The Drug Rediscovery Protocol (DRUP Trial)

Phase 2

Recruiting

• Conditions: Cancer; Tumors; Neoplasm; Neoplasia
• Interventions: Drug: Panitumumab; Drug: Olaparib; Drug: Crizotinib; Drug: Erlotinib; Drug: Alectinib; Drug: Ipilimumab and nivolumab; Drug: Sunitinib; Drug: Trastuzumab and Pertuzumab (combination treatment); Drug: Vemurafenib and Cobimetinib (combination treatment); Drug: Nivolumab; Drug: Dabrafenib and trametinib; Drug: Selpercatinib; Drug: Tepotinib; Drug: Abemaciclib; Drug: Erdafitinib; Drug: Atezolizumab and Bevacizumab; Drug: Dacomitinib; Drug: Dabrafenib; Drug: Nilotinib; Drug: Trametinib; Drug: Vismodegib; Drug: Regorafenib; Drug: Afatinib; Drug: Ribociclib; Drug: Lenvatinib; Drug: Pembrolizumab; Drug: Durvalumab; Drug: Rucaparib; Drug: Axitinib; Drug: Palbociclib; Drug: Cabozantinib; Drug: Entrectinib; Drug: Talazoparib; Drug: Lorlatinib; Drug: Alpelisib; Drug: Niraparib; Drug: Pemigatinib

• Registration Number: NCT02925234
• Lead Sponsor: The Netherlands Cancer Institute

Brief Summary

This is a prospective, non-randomized clinical trial that aims to describe the efficacy and toxicity of commercially available, targeted anticancer drugs\* prescribed for treatment of patients with advanced cancer with a potentially actionable variant as revealed by a genomic or protein expression test.

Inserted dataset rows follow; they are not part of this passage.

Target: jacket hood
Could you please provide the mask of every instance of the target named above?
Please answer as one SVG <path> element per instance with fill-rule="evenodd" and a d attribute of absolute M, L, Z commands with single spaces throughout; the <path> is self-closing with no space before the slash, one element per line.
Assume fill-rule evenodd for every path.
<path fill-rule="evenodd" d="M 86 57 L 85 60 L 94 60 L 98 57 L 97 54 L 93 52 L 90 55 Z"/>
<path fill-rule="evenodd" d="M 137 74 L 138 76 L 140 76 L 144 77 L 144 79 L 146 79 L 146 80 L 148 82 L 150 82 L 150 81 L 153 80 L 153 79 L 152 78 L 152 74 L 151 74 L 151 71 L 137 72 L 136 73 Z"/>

The study also aims to simplify patient access to approved targeted therapies that are contributed to the program by collaborating pharmaceutical companies and to perform next generation sequencing on tumor biopsies for biomarker analyses. Eligible patients have an advanced solid tumor, multiple myeloma or B cell non-Hodgkin lymphoma for which standard treatment options are no longer available and acceptable performance status and organ function. A genomic or protein expression test must have been performed on the tumor and the results must identify at least one potentially actionable molecular variant as defined in the protocol. Results from the molecular profiling test will be used to determine an appropriate drug(s) from among those available in the protocol. The choice of drug will be supported by a list of potential profiles, a molecular tumor board, a knowledge library and by study coordinators for review and approval of the match. The protocol-specified treatment will be administered to the patient once any drug-specific eligibility criteria are confirmed and a fresh pre-treatment biopsy is performed for future genetic studies. All patients who receive treatment with a drug available in the protocol will be followed for standard efficacy outcomes including tumor response, progression-free and overall survival as well as duration of treatment. In addition, treatment related toxicity will be evaluated.

Detailed Description

Problem description: evidence is building that matching targeted agents to tumor characteristics can improve outcomes. Such reports have fueled interest among patients and physicians to use molecular testing for treatment planning when standard treatment options have been exhausted. When oncologists aim to provide such personalized treatment to their patients though, obtaining the drugs can be challenging since off-label prescribing, while legal, is generally not reimbursed by insurance companies. Furthermore, outcomes of off-label treatment in routine clinical practice are not systematically recorded. As a result, the research and clinical communities have limited insight in these outcomes, leading to repetitive use of ineffective treatment for some tumor types, while effective treatment strategies might be missed for others. The latter is especially relevant for 'orphan diseases', that are too rare to conduct formal phase II and III trials. In summary, there is a lack of access to potentially effective therapy on one hand, and a lack of knowledge on broader use of such therapies on the other, altogether leading to sub-optimal use of available resources.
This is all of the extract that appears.